I SOLDI. Confermati i 750 miliardi del Recovery fund, che si chiama Next generation Ue: 390 miliardi di sussidi e 360 miliardi di prestiti. I primi sono sensibilmente calati rispetto ai 500 miliardi proposti da Berlino e Parigi a maggio. Il cuore del piano è il Recovery and Resilience Facility (Rrf), che sale da 310 a 312 miliardi, mentre la componente prestiti aumenta di 110 miliardi. L’italia – in base alla proposta della Commissione – partiva da 85 miliardi di sussidi e 90 di prestiti: è riuscita – stando ai calcoli del governo – a mantenere invariati i primi e a far salire i secondi a 127 miliardi. Se le cifre saranno confermate, il beneficio netto della quota sussidi per l’italia sarà intorno ai 25 miliardi, trasformando Roma da contributore netto a beneficiario netto del bilancio Ue. Il risparmio sui prestiti è dato invece dai tassi bassi e dalle lunghe scadenze.
I TEMPI. Il meccanismo si aggancia al budget europeo 2021-2017 (che vale 1.074 miliardi). I soldi andranno “impegnati” entro il 2023 (il 70% entro il 2022) e i pagamenti “entro il 2026”. I soldi vanno tutti rimborsati entro il 2058. Il vero problema è che non arriveranno subito, il grosso effettivo non prima del 2023. L’intesa però prevede un anticipo del 10% delle somme nel 2021 (per l’italia circa 15-20 miliardi). Altro vantaggio: ammesse anche le spese retroattive sostenute dagli Stati a partire da febbraio 2020.
IN VINCOLI. I soldi saranno erogati in base ai “Recovery plan triennali” dei singoli Paesi: li approverà il Consiglio europeo, cioè i governi, a maggioranza qualificata, su proposta della Commissione. Che a sua volta verifica il rispetto puntuale dei target per sbloccare i pagamenti sulla base dei tecnici dei ministeri finanziari dei 27 Paesi (cioè sempre i governi) che si esprimeranno “per consenso”. I Paesi “frugali” volevano anche un potere di veto. Il compromesso è il “freno di emergenza”: uno Stato membro può deferirne un altro in caso di “gravi scostamenti dai target” al Consiglio Ue che avrà tre mesi per discuterne “esaustivamente”. La parola finale spetta alla Commissione, ma il giudizio del Consiglio non si potrà eludere e nel frattempo i pagamenti sono bloccati. I target sono vincolati al rispetto delle “raccomandazioni” che ogni anno l’ue invia ai Paesi.

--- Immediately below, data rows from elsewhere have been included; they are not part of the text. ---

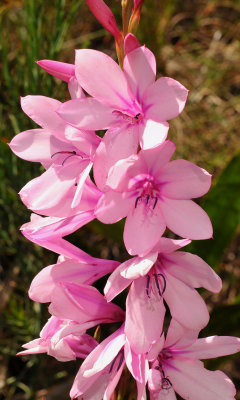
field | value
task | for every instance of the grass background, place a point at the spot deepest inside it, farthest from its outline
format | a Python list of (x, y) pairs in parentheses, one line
[(195, 42)]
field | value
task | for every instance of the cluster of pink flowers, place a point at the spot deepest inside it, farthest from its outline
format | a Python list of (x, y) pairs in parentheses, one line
[(133, 177)]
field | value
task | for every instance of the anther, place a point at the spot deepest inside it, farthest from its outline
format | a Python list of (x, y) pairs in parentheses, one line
[(137, 200), (166, 383), (71, 154), (157, 284), (164, 283), (121, 354), (155, 202), (136, 116), (147, 287)]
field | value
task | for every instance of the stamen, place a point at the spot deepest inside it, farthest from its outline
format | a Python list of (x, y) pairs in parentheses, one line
[(138, 115), (121, 354), (147, 287), (63, 152), (65, 159), (71, 154), (155, 203), (164, 283), (166, 383), (137, 200), (157, 284)]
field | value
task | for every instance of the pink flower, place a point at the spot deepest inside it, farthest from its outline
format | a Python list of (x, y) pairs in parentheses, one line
[(65, 72), (100, 372), (175, 366), (83, 304), (63, 339), (154, 193), (67, 153), (130, 43), (162, 274), (49, 232), (130, 100), (68, 270), (105, 16)]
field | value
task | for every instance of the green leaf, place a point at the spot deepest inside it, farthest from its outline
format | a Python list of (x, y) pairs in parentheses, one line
[(222, 204)]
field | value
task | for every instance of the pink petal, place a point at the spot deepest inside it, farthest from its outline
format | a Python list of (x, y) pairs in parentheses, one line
[(36, 346), (130, 43), (113, 383), (168, 394), (42, 110), (82, 303), (112, 207), (135, 363), (82, 384), (140, 69), (157, 157), (154, 381), (45, 228), (184, 180), (179, 337), (192, 381), (192, 270), (93, 387), (152, 134), (156, 348), (185, 304), (63, 71), (186, 218), (122, 171), (116, 145), (214, 346), (37, 145), (52, 193), (86, 141), (81, 183), (111, 350), (164, 99), (67, 271), (138, 266), (116, 283), (86, 113), (75, 89), (107, 82), (144, 317), (166, 245), (143, 228)]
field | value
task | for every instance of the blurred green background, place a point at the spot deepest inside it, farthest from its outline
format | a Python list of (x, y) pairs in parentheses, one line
[(195, 42)]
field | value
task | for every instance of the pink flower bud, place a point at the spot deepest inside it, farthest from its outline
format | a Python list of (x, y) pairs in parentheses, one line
[(104, 15), (130, 43), (138, 3), (58, 69)]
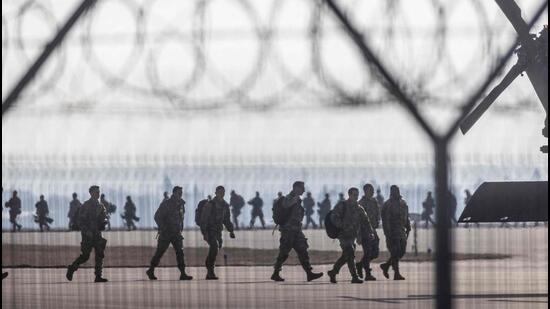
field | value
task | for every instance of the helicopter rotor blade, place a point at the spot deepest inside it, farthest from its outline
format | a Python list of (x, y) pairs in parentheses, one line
[(513, 13), (469, 121)]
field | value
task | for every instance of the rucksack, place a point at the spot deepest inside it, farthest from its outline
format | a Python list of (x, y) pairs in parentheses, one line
[(75, 226), (281, 215), (198, 212), (332, 230)]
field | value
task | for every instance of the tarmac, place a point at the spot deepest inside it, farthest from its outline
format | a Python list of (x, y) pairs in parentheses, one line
[(517, 282)]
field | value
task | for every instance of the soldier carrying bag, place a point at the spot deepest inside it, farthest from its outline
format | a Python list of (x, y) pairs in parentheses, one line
[(332, 230), (281, 215)]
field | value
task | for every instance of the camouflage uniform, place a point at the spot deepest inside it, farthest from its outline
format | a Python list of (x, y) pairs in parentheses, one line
[(292, 236), (309, 203), (396, 225), (42, 212), (14, 204), (350, 217), (91, 220), (368, 236), (169, 219), (324, 208), (257, 204), (130, 215), (73, 208), (237, 203), (213, 218)]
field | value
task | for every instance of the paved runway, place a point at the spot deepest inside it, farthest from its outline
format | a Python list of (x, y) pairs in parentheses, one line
[(518, 282), (478, 284)]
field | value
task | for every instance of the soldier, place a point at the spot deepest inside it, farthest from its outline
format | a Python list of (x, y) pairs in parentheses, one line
[(428, 205), (309, 203), (453, 207), (396, 225), (130, 214), (237, 203), (257, 204), (42, 212), (349, 217), (14, 204), (368, 236), (169, 218), (467, 198), (91, 219), (340, 198), (211, 219), (292, 236), (379, 197), (324, 208), (73, 209), (110, 208)]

Quelle per l’italia, nel 2019 auspicavano una riduzione del debito/pil (una stretta fiscale).
LA SCURE. La perdita di 110 miliardi di sussidi è tutta a carico dei progetti specifici che si aggiungevano ai bilancio Ue (passano da 190 a 77 miliardi): il fondo per aiutare le imprese in difficoltà viene azzerato; la ricerca (Horizon, di cui beneficiano soprattutto i Paesi del Nord) perde il 60% delle risorse; la salute il 100%; il
fondo per la transizione ecologica l’80%; è stato cancellato anche lo strumento di “vicinato, sviluppo e cooperazione internazionale”; tagli anche a digitale e coesione. In pratica i governi hanno cancellato il programma di lavoro della Commissione. Von der Leyen ha definito la cosa “deplorevole”.
I REGALI. Per ottenere l’ok, ai Paesi “frugali” sono stati confermati e aumentati (tranne che per la Germania) i rebates gli sconti sul bilancio: Svezia (+62%); Danimarca (+120%); Austria (+274%) e Olanda (+25%), che però si vede alzare dal 20 al 25% la quota dei dazi doganali che riscuote per conto dell’ue. A conti fatti uno sconto di 26 miliardi in 7 anni. I Paesi come Ungheria e Polonia ottengono invece la rinuncia a qualsiasi vera subordinazione dei fondi al rispetto dello “Stato di diritto”.